I’m in my third-year of my PhD studying how and why certain types of bacteria find their way into the bloodstream during prostate cancer. I’m fortunate to be co-advised by Dr. Sadik Esener, the director of OHSU’s early cancer detection research center, and Dr. Lisa Karstens, a bioinformatician who focuses on analyzing samples with extremely low amounts of bacteria, like blood. My focus is studying the bacteria in men diagnosed with advanced prostate cancer who are being treated with an immunotherapy. Other researchers have shown that the success of this therapy can largely depend on the bacteria present in the patient. This type of research requires me to analyze large sets of data and as I’m working with bacteria, which is everywhere, I have to be cognizant of contamination and how to incorporate that into my analyses.

Why did I want to be a Frictionless Fellow?

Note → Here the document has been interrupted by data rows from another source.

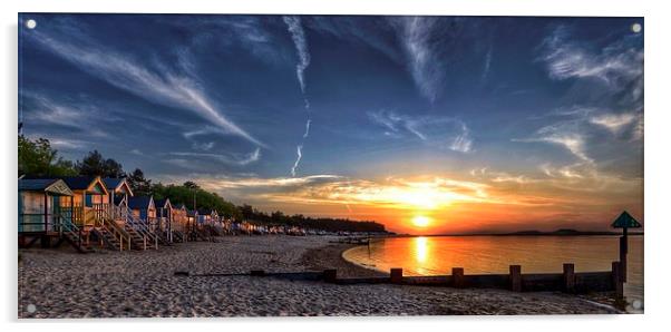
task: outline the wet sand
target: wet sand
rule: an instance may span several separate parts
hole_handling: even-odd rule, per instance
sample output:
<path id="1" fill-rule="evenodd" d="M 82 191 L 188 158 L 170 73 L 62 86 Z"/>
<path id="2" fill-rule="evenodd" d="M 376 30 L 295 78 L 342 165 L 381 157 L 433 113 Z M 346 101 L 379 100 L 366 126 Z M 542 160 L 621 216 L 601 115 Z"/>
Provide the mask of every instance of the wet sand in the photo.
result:
<path id="1" fill-rule="evenodd" d="M 409 285 L 336 285 L 204 273 L 381 275 L 344 261 L 328 236 L 230 236 L 146 252 L 20 250 L 19 318 L 302 316 L 616 313 L 561 293 Z M 187 271 L 192 276 L 176 276 Z M 35 305 L 35 312 L 27 309 Z M 32 309 L 32 307 L 31 307 Z"/>

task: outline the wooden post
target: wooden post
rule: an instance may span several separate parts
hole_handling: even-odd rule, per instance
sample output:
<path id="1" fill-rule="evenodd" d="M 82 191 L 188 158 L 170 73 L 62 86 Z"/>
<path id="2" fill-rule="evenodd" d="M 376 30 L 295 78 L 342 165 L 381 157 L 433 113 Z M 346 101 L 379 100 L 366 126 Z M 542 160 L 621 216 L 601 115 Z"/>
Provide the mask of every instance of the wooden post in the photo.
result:
<path id="1" fill-rule="evenodd" d="M 564 263 L 564 292 L 575 292 L 575 265 Z"/>
<path id="2" fill-rule="evenodd" d="M 325 282 L 333 283 L 333 282 L 336 282 L 337 276 L 338 276 L 338 270 L 336 270 L 336 268 L 324 270 L 324 281 Z"/>
<path id="3" fill-rule="evenodd" d="M 45 193 L 45 233 L 49 232 L 49 196 Z"/>
<path id="4" fill-rule="evenodd" d="M 403 282 L 403 268 L 392 267 L 389 273 L 391 274 L 392 284 L 401 284 Z"/>
<path id="5" fill-rule="evenodd" d="M 250 272 L 250 274 L 253 275 L 253 276 L 264 276 L 265 275 L 265 271 L 263 271 L 263 270 L 252 270 Z"/>
<path id="6" fill-rule="evenodd" d="M 620 237 L 620 273 L 622 274 L 622 282 L 626 282 L 626 254 L 629 252 L 626 233 L 626 227 L 622 228 L 622 237 Z"/>
<path id="7" fill-rule="evenodd" d="M 510 291 L 522 292 L 522 266 L 510 265 Z"/>
<path id="8" fill-rule="evenodd" d="M 453 286 L 463 289 L 464 284 L 464 267 L 453 267 Z"/>
<path id="9" fill-rule="evenodd" d="M 622 282 L 622 263 L 613 262 L 611 268 L 611 277 L 613 279 L 613 287 L 615 289 L 615 297 L 624 297 L 624 283 Z"/>

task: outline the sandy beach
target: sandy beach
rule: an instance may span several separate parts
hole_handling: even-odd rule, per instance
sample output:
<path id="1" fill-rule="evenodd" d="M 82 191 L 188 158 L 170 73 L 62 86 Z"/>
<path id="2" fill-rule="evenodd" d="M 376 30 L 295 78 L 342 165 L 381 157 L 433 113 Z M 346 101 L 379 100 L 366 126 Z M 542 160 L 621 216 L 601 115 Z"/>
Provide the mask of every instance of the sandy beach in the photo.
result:
<path id="1" fill-rule="evenodd" d="M 336 285 L 202 273 L 338 268 L 349 247 L 328 236 L 228 236 L 146 252 L 20 250 L 19 318 L 302 316 L 445 314 L 595 314 L 610 306 L 561 293 L 513 293 L 409 285 Z M 192 276 L 176 276 L 187 271 Z M 35 312 L 27 309 L 35 305 Z"/>

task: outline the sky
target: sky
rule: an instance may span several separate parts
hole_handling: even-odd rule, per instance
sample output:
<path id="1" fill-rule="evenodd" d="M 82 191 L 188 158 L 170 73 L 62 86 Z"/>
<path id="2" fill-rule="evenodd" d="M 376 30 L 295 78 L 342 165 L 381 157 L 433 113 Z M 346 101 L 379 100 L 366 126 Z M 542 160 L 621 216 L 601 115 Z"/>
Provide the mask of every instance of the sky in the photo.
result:
<path id="1" fill-rule="evenodd" d="M 268 212 L 643 222 L 642 18 L 20 13 L 19 120 Z"/>

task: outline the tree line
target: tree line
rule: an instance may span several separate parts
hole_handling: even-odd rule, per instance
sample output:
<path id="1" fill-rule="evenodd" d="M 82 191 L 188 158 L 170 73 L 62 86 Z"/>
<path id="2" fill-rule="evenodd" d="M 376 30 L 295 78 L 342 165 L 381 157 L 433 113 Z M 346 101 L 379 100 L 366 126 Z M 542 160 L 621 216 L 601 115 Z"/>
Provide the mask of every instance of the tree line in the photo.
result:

As I dive deeper into the field of microbiome science, I am becoming an advocate for putting resources and time into improving research reproducibility. In the microbiome field, there is still no gold standard nor consensus on how to handle and analyze microbiome data. Different laboratories have gotten different results while using the same set of data, which is a significant problem as it can be difficult to know which results are closest to the biological truth. As a scientist in this field, one of my tasks is to not only generate reliable data (using the proper controls), but to also interpret that data in a meaningful way. These both require absolute transparency in my methodologies and analysis.

I wanted to become a Frictionless Fellow so that I could learn tools to help microbiome science data workflows become more reproducible and engage in the open science community. Improving research reproducibility is important to me because it means improving proper documentation of experiments and being transparent about methods used. Detailed documentation of how and why experiments are performed allows that research to not only be reproduced by others, but also allows the ability for other scientists to build upon those results.